This book is intended to be a relatively gentle introduction to carrying out Bayesian data analysis and cognitive modeling using the probabilistic programming language Stan (Carpenter et al. 2017), and the front-end to Stan called brms (Bürkner 2019). Our target audience is cognitive scientists (e.g., linguists and psychologists) who carry out planned behavioral experiments, and who are interested in learning the Bayesian data analysis methodology from the ground up and in a principled manner. Our aim is to make Bayesian statistics a standard part of the data analysis toolkit for experimental linguistics, psycholinguistics, psychology, and related disciplines.
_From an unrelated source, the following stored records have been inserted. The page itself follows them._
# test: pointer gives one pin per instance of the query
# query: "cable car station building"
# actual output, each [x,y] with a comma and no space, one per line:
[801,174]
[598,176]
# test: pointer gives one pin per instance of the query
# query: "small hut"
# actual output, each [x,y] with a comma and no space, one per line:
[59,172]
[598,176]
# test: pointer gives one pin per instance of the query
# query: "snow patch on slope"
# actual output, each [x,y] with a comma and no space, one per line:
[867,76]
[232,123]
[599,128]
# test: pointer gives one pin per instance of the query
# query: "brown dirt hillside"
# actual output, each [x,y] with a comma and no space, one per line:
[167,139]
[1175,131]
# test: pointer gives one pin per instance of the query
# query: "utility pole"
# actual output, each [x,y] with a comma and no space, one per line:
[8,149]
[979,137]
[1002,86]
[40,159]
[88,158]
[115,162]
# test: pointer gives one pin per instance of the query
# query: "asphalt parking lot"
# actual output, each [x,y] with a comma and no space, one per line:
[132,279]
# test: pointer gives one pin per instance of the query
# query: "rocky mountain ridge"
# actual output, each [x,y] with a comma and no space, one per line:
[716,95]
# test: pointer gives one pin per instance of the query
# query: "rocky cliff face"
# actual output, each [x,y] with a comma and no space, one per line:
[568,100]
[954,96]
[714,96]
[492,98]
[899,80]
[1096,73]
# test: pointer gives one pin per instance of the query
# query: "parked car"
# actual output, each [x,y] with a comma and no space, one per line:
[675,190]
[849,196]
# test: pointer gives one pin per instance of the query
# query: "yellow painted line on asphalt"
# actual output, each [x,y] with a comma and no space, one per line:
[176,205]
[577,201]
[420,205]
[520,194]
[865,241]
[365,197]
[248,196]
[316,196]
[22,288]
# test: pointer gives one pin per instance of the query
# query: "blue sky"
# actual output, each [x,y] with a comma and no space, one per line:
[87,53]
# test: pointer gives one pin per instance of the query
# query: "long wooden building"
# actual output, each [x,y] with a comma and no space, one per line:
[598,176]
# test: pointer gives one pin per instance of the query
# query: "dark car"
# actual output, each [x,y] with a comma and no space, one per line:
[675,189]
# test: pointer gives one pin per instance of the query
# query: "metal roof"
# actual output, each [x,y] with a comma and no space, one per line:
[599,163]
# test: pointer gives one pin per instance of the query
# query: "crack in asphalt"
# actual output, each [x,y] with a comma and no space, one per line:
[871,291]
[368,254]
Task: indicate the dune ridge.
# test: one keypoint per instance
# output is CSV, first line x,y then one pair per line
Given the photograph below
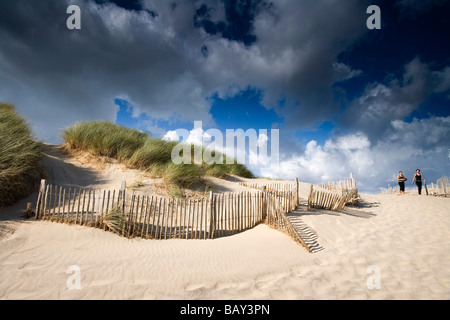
x,y
406,238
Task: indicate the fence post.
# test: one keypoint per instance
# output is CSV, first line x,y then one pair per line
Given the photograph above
x,y
40,197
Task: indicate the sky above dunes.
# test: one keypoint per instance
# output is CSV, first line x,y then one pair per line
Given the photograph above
x,y
344,98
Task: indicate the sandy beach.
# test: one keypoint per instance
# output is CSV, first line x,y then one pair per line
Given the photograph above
x,y
400,241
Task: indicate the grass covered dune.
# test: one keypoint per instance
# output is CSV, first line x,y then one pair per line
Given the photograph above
x,y
20,154
139,150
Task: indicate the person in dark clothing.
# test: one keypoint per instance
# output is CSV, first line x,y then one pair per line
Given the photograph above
x,y
418,178
401,182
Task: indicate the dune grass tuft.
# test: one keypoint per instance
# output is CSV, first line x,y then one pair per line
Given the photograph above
x,y
139,150
20,155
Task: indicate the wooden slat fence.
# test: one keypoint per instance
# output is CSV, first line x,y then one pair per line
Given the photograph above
x,y
152,217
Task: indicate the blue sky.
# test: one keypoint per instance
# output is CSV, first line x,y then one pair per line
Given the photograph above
x,y
345,98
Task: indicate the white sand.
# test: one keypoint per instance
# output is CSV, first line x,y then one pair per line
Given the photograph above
x,y
407,238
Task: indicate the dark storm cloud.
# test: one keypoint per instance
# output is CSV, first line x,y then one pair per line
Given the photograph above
x,y
239,18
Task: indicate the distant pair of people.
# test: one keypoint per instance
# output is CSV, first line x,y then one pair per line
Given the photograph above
x,y
417,178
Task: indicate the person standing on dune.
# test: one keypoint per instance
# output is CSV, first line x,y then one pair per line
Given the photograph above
x,y
418,178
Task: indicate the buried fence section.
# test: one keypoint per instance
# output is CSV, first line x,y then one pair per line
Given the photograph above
x,y
151,217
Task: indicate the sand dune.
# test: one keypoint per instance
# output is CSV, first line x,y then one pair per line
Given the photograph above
x,y
405,238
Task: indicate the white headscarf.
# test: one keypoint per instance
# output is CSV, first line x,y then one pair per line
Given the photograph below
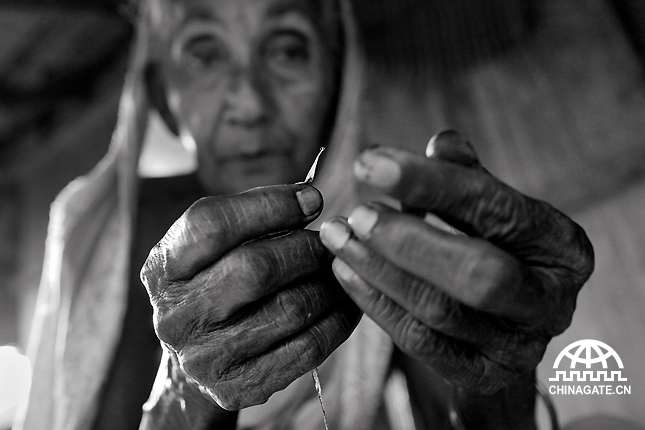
x,y
83,292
Many excellent introductory textbooks already exist for Bayesian data analysis. Why write yet another book? Our text is different from other attempts in two respects. First, our main focus is on showing how to analyze data from planned experiments involving repeated measures; this type of experimental data involves unique complexities. We provide many examples of data sets involving time measurements (e.g., self-paced reading, eye-tracking-while-reading, voice onset time), event-related potentials, pupil sizes, accuracies (e.g., recall tasks, yes-no questions), categorical answers (e.g., picture naming), choice-reaction time (e.g, Stroop task, motion detection task), etc. Second, from the very outset, we stress a particular workflow that has as its centerpiece simulating data; we aim to teach a philosophy that involves thinking hard about the assumed underlying generative process, even before the data are collected. The data analysis approach that we hope to teach through this book involves a cycle of prior predictive and posterior predictive checks, and model validation using simulated data. We try to inculcate a sense of how inferences can be drawn from the posterior distribution of theoretically interesting parameters without resorting to binary decisions like “significant” or “not-significant”. We are hopeful that this will set a new standard for reporting and interpreting results of data analyses in a more nuanced manner, and lead to more measured claims in the published literature.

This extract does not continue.